The song got me thinking about the worst lyrics of all-time. The writers, perhaps reading my mind, had a discussion about it yesterday. Prior to their discussion, I planned to use this space for a lengthy debate. Fortunately, one of the writers, Gene, ended the debate almost immediately.

After Mike mentioned the Digital Underground lyrics from “The Humpty Dance,” (“I get stupid, shoot an arrow like cupid, I use a word that don’t mean nothing, like looptid…”) Gene had this brilliant insight (and I’m paraphrasing):

With regards to the Young MC song “Bust A Move,” a certain verse makes absolutely no sense when you think about it. “Your best friend Harry, has a brother Larry, in five days from now he’s gonna marry. He’s hopin’ you can make it there, if you can, cuz in the ceremony you’re the best man.”

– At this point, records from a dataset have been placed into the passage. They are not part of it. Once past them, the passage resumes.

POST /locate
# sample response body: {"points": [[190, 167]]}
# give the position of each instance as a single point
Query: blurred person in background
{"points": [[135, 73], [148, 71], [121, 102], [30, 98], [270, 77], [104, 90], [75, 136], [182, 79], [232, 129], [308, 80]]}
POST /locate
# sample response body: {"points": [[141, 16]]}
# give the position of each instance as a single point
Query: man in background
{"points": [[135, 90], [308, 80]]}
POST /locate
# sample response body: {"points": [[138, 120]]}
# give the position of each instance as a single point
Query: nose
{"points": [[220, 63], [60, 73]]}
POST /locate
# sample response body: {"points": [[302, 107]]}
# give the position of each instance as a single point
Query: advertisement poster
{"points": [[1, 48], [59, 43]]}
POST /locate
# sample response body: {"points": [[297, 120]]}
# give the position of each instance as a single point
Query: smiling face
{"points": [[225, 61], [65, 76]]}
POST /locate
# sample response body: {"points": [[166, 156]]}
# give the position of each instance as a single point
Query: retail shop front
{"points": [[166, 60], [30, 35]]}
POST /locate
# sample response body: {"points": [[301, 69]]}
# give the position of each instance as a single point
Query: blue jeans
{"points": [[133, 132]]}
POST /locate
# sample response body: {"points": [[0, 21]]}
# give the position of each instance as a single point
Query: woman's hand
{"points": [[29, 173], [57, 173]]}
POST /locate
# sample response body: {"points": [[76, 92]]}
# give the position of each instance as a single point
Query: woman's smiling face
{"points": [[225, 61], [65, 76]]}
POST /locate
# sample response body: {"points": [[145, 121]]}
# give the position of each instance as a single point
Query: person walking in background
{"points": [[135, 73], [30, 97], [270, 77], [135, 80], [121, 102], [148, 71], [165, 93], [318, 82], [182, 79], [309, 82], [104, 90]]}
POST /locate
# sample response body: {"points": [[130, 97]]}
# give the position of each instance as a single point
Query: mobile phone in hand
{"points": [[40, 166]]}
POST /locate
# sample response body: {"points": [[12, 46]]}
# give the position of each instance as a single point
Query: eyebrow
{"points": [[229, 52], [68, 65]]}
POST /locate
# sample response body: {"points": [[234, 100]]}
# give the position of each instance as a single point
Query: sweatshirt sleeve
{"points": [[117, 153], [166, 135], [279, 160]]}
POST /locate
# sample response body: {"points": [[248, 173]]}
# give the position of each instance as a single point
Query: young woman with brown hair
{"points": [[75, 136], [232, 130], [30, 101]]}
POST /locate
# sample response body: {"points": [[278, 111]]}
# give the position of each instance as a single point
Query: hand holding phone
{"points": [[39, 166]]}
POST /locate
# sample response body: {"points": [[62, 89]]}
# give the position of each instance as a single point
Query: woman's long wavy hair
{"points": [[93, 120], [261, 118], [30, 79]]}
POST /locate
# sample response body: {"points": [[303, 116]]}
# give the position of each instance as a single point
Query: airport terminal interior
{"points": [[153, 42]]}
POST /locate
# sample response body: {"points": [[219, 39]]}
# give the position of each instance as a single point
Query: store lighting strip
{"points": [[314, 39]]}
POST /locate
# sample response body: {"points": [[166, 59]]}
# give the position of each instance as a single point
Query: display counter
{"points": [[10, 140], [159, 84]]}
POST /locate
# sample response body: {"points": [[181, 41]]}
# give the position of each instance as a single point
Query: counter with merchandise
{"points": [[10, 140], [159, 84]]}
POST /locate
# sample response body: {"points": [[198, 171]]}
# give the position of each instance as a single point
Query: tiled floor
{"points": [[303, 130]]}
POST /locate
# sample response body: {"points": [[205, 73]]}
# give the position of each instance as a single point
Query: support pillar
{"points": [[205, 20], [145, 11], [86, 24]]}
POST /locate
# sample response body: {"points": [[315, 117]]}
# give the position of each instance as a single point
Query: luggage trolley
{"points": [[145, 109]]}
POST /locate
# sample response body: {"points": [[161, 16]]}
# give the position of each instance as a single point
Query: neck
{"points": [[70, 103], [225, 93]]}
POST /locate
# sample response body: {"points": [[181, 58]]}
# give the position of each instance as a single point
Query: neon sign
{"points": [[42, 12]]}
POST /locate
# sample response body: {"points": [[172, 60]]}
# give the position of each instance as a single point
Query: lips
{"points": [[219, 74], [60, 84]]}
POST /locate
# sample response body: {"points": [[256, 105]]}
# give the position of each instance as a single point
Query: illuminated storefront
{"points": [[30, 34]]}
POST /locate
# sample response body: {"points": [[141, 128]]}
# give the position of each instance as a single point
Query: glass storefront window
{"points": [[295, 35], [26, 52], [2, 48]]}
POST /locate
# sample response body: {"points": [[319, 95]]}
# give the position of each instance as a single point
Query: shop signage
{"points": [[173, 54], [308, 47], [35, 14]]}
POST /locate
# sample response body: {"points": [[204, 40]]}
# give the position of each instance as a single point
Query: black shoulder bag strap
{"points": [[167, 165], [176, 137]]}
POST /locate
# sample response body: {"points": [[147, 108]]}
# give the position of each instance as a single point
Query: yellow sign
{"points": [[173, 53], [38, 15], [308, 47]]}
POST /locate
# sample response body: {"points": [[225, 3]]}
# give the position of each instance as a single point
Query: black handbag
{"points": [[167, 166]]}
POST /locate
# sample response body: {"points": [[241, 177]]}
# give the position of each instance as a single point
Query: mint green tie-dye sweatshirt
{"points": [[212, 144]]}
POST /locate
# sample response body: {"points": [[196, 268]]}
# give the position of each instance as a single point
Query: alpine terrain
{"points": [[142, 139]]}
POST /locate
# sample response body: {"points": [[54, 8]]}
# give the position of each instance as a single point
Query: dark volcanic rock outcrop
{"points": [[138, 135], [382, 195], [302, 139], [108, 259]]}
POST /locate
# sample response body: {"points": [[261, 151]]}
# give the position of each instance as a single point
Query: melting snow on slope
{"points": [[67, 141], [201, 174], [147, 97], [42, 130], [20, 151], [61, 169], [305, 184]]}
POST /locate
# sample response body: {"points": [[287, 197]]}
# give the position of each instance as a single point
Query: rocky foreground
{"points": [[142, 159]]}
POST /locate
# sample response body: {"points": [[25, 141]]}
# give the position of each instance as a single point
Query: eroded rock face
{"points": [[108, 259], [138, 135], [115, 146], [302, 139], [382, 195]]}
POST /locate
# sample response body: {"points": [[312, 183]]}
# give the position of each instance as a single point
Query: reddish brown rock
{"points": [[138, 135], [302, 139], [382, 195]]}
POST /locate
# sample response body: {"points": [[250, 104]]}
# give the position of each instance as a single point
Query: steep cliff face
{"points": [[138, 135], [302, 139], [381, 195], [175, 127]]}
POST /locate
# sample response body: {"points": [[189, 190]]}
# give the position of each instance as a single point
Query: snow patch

If Harry is your best friend, then why is his brother Larry using you as the best man in his wedding? If Larry has a brother Harry, why isn’t he using his brother Harry as his best man? You have to construct a pretty crazy story for why Larry would possibly use you as the best man. Apparently, even though you consider Harry to be your best friend, Larry considers you to be his (?) so much so that he’s going to buck the tradition of using his brother, Harry, as his best man. And while this scenario is possible, I’m going to venture out a limb here and suggest that Young MC is an idiot, but hey, so am I… after all, I went to go see Aqua Teen Hunger Force Colon Movie Film For Theatres with out being stoned out of my gourd.